Sometimes I think we are so busy trying to make sure that those that are dealing with obesity do not feel shamed or stigmatized that we forget that obesity is a very complex disease and that it can be caused by many different things.
If I was a recovering drug addict and I posted a before and after photo of myself with a tourniquet around my arm and a needle in my vein would you tell me that I was just as beautiful then as I am now?
I am one of the first people to stand up against weight bias, weight stigma and weight discrimination. Nobody should ever have to experience those things and I spend a lot of my free time trying to help educate and raise awareness to fight these societal intolerances.
I am also the first person to stand up and say that obesity is not healthy. Obesity isn’t a pretty disease. It is as unkind and ugly as any other deadly disease. Just like you can’t look at a photo of someone and decide that the reason they struggle with their weight is because they make poor lifestyle choices and over consume food; you also can’t look at a photo and assume that it’s not.
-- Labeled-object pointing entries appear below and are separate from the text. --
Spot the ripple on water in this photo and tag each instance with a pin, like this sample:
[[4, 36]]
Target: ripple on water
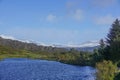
[[25, 69]]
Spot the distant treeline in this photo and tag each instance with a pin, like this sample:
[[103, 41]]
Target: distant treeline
[[13, 48]]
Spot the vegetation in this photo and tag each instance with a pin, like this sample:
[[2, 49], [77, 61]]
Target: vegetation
[[66, 56], [106, 70], [111, 52]]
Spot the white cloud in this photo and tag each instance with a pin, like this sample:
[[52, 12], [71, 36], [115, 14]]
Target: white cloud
[[51, 18], [103, 20], [7, 37], [0, 22], [104, 3], [78, 15]]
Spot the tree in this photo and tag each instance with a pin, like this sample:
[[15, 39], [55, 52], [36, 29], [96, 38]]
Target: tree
[[105, 70], [112, 51]]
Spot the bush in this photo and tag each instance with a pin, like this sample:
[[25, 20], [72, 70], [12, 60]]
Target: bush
[[105, 70]]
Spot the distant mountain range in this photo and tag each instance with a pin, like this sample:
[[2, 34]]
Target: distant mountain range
[[12, 42]]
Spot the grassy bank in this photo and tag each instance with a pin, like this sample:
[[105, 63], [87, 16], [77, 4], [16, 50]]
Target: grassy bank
[[69, 57]]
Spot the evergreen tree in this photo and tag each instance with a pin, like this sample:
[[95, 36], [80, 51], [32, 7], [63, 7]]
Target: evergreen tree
[[113, 42]]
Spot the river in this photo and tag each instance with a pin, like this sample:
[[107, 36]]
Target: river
[[26, 69]]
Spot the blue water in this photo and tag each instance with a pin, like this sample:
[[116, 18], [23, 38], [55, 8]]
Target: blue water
[[25, 69]]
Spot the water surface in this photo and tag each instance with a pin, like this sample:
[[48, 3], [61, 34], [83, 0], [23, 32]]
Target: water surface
[[25, 69]]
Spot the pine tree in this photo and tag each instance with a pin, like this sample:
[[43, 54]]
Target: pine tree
[[113, 42]]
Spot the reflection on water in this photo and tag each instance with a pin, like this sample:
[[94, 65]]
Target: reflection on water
[[25, 69]]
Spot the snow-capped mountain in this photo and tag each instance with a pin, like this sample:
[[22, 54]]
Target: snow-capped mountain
[[89, 45]]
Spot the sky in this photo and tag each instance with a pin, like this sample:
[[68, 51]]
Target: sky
[[58, 21]]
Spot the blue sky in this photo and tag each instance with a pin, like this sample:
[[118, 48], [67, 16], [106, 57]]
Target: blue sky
[[58, 21]]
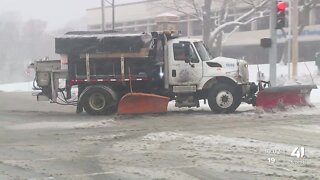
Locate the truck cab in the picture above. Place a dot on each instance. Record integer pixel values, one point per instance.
(194, 74)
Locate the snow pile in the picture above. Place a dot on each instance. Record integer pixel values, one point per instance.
(307, 73)
(17, 87)
(162, 136)
(63, 125)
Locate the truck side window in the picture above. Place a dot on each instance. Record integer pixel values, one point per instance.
(179, 53)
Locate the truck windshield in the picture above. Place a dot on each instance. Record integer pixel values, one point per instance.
(203, 51)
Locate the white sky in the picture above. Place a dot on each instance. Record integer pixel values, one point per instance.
(56, 12)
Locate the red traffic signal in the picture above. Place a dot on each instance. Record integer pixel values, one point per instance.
(281, 6)
(281, 15)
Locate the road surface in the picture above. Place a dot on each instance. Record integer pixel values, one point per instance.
(40, 140)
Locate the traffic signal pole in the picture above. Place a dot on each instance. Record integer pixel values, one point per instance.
(295, 44)
(273, 49)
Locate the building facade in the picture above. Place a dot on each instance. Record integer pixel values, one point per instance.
(244, 43)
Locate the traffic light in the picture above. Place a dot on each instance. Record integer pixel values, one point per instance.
(281, 15)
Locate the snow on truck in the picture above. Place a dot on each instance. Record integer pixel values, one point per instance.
(141, 73)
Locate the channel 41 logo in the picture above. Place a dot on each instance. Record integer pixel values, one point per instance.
(298, 152)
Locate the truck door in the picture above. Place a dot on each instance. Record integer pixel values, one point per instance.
(182, 72)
As a recovering food addict, someone who used food to feed my feelings and someone who was purposely and systematically killing herself with food, when I look at a photo of myself and say “I don’t recognize that girl anymore.” — I don’t need someone to tell me that they do.
I’d much rather see my transformation acknowledged in a way that doesn’t focus on looks but rather on the accomplishment. “Way to go! What an amazing transformation.” “That’s awesome, congratulations on your health accomplishments!” “What a great job. Look how far you have come.” There are a ton of ways we can acknowledge before and after transformations without using beauty as our quantifier.
As someone who has very openly discussed body images issues after weight loss, I can honestly tell you that when someone tells me I am just as beautiful then as I am now I have to remind myself that they are talking about on the inside. Because just a couple of years ago a comment like that would have me standing in front of my mirror wondering what I needed to “fix” about my body to make it noticeably different.
When I look at those before photos and all they represent, I don’t think I was beautiful then. I think I was suffering. I think I was in a very dark place and I think my obesity was a very physical symptom of that ugliness. I’m relieved everyday that I was able to bounce back from it.
I look back at those photos and I am thankful that I have managed to find a way to maintain my recovery from obesity and food addictions in a world that is food centric. I look back at those photos and I am grateful that I wasn’t successful at trying to end my life via obesity.
Some people look at those photos and think that I hated myself because I suffered from obesity. The truth is I suffered from obesity because I hated myself. The moment I learned to start loving myself and finding myself worthy, I started making healthier lifestyle decisions.
I am not the same person in those photos. Not on the outside. Not on the inside. I have successfully navigated a lifestyle transformation. If I was the girl you see in my before pictures, you likely wouldn’t have the pleasure of knowing me today, my friends would have been shopping for a casket by now.